Yeon’s connection ran deep. His father, John B. Yeon, made a fortune in timber, built what was then the state’s tallest high-rise (the Yeon Building at 522 SW Fifth Ave) in 1911, and then turned full-time civic volunteer as Multnomah County’s first road master. Collaborating with patrons Sam Hill and Simon Benson and engineer Samuel Lancaster, the elder Yeon, beginning in 1913, oversaw the nine-year construction of the Columbia River Highway, the first paved highway in the state. Their goal: a scenic road for tourism that, in Lancaster’s words, would “rival if not surpass anything to be found in the civilized world.”

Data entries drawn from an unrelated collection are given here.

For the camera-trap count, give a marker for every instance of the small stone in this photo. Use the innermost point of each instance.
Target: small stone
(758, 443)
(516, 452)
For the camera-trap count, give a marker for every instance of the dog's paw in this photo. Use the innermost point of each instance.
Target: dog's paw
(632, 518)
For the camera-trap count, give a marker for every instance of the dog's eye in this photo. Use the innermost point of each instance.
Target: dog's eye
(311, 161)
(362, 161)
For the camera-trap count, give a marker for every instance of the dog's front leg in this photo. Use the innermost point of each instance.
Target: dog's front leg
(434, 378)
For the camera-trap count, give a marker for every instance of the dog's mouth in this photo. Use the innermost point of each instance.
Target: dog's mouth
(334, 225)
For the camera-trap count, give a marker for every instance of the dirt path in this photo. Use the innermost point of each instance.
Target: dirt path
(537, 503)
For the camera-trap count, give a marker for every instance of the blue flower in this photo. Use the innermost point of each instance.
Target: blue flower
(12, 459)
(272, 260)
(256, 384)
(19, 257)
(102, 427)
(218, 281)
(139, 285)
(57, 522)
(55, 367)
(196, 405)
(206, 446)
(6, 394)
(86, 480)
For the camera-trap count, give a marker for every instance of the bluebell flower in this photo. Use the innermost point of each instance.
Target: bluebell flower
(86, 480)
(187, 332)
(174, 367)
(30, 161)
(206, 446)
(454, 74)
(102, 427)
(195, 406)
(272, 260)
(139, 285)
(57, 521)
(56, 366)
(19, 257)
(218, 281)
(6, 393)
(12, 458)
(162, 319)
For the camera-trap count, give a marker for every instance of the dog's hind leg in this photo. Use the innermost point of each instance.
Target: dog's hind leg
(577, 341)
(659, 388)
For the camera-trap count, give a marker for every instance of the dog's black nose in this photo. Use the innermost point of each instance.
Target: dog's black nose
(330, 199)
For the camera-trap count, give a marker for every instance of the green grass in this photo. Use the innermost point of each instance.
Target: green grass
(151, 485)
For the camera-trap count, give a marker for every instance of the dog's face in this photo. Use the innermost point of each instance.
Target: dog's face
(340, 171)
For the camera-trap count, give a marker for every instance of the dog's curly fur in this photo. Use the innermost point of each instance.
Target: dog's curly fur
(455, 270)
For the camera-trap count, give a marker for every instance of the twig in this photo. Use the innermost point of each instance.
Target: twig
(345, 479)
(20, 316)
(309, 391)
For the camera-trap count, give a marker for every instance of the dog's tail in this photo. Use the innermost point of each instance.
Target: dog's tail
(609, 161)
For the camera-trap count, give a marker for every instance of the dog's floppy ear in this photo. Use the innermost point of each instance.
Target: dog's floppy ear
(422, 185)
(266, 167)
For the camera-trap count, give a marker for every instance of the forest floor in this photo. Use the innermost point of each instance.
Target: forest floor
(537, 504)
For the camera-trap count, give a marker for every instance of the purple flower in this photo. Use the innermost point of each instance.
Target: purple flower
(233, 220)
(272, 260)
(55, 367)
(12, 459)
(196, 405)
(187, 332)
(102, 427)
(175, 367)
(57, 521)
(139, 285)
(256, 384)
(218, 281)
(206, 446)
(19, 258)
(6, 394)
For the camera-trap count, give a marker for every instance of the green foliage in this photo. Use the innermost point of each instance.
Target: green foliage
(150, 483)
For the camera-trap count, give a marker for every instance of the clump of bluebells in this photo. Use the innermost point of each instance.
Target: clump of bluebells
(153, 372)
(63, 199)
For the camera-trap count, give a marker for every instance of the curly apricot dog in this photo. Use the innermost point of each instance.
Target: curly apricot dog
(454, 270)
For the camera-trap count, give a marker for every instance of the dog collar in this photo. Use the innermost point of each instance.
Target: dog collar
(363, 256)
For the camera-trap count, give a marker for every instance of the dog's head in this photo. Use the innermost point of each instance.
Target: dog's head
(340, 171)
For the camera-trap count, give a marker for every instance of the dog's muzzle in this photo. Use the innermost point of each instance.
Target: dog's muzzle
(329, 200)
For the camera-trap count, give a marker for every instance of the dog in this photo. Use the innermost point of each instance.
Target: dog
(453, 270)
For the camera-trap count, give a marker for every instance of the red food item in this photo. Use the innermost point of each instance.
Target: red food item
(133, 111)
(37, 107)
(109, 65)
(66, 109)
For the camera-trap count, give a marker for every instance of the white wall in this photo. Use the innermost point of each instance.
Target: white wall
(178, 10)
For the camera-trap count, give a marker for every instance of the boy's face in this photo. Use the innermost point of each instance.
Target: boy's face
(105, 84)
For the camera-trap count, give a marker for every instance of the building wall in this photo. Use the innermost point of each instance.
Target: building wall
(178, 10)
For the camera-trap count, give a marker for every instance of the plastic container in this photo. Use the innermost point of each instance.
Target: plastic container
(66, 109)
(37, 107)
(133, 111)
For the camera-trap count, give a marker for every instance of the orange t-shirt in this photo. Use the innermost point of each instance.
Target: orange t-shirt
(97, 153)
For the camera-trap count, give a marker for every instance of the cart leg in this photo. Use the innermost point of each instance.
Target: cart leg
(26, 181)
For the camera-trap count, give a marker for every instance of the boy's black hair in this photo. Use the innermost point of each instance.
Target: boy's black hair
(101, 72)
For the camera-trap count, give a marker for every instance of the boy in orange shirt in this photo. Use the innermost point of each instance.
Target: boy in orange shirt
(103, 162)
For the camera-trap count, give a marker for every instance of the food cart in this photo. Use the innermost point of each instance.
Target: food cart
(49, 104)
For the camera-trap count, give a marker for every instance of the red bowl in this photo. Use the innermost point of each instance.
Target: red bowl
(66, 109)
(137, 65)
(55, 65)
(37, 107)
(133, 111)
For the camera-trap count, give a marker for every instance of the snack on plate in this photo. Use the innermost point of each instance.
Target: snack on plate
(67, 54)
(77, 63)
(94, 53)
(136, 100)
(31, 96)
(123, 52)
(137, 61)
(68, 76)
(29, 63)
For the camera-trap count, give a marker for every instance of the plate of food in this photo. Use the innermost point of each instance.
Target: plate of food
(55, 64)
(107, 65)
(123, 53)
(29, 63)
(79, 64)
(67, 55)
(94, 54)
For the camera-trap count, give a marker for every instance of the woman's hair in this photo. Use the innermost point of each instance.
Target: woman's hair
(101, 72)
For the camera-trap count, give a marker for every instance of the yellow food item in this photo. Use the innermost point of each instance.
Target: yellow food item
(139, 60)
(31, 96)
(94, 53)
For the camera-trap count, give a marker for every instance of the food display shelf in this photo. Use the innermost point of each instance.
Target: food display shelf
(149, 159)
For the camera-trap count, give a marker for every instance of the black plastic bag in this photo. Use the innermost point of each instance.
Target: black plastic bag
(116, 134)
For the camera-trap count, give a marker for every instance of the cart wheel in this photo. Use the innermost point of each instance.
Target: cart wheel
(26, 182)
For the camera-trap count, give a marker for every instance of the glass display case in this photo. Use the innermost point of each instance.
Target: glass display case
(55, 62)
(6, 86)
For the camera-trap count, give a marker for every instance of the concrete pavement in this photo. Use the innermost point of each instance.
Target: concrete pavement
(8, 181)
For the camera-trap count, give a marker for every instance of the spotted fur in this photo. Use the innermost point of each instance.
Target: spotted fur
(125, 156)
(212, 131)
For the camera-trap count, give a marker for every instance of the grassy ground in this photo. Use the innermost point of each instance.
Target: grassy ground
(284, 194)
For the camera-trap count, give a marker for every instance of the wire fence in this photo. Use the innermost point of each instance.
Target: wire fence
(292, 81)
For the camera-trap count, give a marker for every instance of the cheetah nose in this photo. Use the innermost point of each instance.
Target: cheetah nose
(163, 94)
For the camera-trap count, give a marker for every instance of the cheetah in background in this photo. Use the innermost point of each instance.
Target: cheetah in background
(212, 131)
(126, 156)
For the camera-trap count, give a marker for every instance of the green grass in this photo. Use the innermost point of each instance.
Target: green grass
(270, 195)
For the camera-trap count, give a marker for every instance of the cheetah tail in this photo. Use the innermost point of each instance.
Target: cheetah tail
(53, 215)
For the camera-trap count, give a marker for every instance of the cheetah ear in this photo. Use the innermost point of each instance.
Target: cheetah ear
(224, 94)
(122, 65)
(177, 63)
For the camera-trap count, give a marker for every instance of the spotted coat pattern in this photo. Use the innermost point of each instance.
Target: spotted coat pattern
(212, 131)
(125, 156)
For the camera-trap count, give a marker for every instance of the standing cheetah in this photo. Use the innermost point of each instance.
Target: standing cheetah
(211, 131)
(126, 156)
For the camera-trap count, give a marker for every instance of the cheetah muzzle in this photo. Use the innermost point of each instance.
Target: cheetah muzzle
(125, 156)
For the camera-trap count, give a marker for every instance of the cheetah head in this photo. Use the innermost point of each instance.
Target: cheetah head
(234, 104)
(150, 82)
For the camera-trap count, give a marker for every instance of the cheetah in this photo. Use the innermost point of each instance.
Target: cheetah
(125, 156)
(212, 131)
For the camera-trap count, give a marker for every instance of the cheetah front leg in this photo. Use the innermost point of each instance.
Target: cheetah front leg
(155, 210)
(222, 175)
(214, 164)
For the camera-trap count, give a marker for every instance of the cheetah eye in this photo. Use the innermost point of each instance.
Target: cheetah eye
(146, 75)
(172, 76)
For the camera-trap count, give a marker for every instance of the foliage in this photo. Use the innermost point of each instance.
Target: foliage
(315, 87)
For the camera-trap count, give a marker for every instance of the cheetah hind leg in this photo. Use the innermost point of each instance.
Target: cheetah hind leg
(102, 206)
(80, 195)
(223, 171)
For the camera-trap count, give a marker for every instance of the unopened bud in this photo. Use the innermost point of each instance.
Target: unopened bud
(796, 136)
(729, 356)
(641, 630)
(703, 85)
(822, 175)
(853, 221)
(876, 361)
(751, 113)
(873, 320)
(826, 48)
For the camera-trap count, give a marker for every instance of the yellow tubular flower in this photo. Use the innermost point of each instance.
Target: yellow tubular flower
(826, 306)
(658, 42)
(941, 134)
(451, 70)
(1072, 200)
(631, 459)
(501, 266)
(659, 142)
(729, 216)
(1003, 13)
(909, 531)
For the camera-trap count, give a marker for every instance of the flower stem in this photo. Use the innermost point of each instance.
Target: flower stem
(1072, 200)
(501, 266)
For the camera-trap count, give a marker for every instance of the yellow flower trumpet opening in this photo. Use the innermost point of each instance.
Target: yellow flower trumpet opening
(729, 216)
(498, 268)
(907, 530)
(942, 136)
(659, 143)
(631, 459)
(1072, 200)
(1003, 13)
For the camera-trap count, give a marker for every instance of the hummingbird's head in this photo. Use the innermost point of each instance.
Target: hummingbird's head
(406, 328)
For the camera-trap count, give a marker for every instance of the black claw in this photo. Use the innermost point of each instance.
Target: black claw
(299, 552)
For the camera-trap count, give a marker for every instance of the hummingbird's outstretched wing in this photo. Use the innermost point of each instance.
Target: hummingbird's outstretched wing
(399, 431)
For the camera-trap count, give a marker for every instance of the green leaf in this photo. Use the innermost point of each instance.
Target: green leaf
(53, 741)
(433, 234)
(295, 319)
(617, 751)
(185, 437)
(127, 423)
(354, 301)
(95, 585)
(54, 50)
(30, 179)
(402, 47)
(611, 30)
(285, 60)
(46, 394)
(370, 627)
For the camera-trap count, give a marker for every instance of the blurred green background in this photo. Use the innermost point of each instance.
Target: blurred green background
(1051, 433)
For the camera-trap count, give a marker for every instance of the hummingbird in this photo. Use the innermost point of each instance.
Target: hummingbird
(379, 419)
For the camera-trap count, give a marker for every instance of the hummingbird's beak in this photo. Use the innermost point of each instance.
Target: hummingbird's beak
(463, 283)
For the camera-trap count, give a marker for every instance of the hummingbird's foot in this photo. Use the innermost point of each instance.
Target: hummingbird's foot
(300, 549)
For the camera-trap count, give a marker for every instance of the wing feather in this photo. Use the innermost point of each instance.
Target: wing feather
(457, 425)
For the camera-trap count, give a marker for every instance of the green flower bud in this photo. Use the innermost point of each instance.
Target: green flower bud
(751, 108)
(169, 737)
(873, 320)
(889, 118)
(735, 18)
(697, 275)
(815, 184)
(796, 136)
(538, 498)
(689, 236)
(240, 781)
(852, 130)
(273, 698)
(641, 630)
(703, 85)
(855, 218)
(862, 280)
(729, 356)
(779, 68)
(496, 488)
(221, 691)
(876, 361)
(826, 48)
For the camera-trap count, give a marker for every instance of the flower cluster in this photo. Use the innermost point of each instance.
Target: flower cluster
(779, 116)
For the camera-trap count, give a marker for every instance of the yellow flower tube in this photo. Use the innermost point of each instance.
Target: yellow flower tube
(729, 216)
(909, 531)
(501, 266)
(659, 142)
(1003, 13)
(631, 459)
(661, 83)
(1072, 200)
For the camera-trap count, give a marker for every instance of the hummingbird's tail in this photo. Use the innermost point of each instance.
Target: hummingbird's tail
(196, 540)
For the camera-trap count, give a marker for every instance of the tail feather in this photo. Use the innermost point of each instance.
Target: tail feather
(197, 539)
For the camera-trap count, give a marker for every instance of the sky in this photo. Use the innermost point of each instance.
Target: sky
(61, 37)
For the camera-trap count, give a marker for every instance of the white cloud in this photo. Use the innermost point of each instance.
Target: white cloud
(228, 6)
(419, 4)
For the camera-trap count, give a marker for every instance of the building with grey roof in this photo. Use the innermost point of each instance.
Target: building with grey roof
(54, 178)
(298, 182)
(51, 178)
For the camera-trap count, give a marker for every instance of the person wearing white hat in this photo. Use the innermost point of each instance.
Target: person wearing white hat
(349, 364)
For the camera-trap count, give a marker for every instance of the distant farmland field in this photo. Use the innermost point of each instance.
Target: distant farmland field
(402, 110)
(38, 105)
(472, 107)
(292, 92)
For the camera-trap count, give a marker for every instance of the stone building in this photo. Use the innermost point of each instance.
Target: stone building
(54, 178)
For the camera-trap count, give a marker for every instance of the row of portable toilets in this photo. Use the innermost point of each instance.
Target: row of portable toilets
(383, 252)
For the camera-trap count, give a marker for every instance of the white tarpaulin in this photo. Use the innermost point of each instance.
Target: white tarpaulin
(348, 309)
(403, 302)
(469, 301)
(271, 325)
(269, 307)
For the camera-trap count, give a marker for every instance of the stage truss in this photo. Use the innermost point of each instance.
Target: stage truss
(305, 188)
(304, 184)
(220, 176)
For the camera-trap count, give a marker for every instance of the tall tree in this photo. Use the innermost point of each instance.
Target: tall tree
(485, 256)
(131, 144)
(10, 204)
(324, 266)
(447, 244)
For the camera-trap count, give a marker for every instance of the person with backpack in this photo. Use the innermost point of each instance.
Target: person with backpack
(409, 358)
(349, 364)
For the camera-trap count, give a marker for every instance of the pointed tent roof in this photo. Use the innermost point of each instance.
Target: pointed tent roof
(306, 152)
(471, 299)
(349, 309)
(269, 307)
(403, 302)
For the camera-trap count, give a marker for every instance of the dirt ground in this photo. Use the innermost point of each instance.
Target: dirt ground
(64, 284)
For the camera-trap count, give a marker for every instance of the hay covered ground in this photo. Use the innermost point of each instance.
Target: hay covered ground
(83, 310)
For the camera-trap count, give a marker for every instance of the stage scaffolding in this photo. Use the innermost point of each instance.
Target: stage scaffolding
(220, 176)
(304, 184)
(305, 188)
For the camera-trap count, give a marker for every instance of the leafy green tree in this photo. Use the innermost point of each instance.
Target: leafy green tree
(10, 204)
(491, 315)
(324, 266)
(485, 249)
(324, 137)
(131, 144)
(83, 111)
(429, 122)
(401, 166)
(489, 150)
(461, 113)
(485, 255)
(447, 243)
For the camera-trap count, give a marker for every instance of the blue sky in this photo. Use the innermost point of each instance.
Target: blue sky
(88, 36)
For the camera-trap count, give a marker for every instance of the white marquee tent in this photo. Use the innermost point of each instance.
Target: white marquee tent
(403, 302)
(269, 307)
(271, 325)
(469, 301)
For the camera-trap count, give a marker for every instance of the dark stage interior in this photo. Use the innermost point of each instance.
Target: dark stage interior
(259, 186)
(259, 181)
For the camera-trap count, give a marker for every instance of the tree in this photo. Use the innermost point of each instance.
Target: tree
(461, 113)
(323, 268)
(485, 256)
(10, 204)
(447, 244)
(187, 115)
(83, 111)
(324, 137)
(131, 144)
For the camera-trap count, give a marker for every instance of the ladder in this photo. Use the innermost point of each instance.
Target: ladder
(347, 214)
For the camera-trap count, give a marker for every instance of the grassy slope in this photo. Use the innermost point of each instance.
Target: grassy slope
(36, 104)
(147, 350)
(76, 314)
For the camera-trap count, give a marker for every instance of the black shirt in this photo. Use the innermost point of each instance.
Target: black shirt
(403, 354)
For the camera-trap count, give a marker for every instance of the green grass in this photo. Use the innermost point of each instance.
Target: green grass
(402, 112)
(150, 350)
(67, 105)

The younger Yeon became a worthy inheritor to his father and collaborators’ legacy. Largely self-taught as an architect (he often said he got his most important education combing the library of early-century Portland architect Herman Brookman), Yeon emerged in his 20s a fully formed visionary, pioneering a Northwest brand of modernism in a series of homes and gardens that landed him among the likes as Frank Lloyd Wright, Philip Johnson, and Richard Neutra in international magazines and four exhibitions at New York’s Museum of Modern Art. For Oregon, Yeon’s conservation efforts arguably were even more far-reaching if not as widely known. In the early 1930s, he borrowed $15,000 on a life insurance policy to buy Chapman Point, north of Cannon Beach, to stop a dance hall from marring what today is one of the most photographed vistas on the coast: the view of Haystack Rock from Ecola State Park. He successfully battled the powerful state highway engineer R. H. “Sam” Baldock to stop huge chunks of Neahkahnie Mountain from being blown away for a new road. And the governor appointed him chair of both the State Park Commission (where he helped lay the groundwork for the Oregon’s park system) and the Columbia Gorge Committee, a federal-level planning effort to envision an economic development and conservation plan for the region in anticipation of the Bonneville Dam.
In 1937, Yeon penned the committee’s final report, “Conservation and Development of the Scenic and Recreational Resources of the Columbia Gorge”—in effect, the area’s first environmental impact statement. While fully embracing the economic and industrial potential of the dam, Yeon proposed that “the Gorge in itself is an industry paying substantial annual dividends as an exhibit of surpassing natural scenery … as long as its wild and magnificent scenery survives.” His report went on to outline plans for recreation facilities, trails, game refuges, and even the early notion of “beauty screens”—wide strips of trees bracketing the highway to block views of timber operations. But perhaps most important, the report successfully argued that the Bonneville Dam’s power should be sold for a flat rate within the region rather than more cheaply closer to the dam. The Portland Chamber of Commerce opposed such flat rates for fear that the dam’s inexpensive power, if made too widely available, would further power Seattle’s rise. But Yeon and his committee prevailed, thereby removing economic incentives for factories to build closer to the dam, where they would mar the Gorge’s scenery.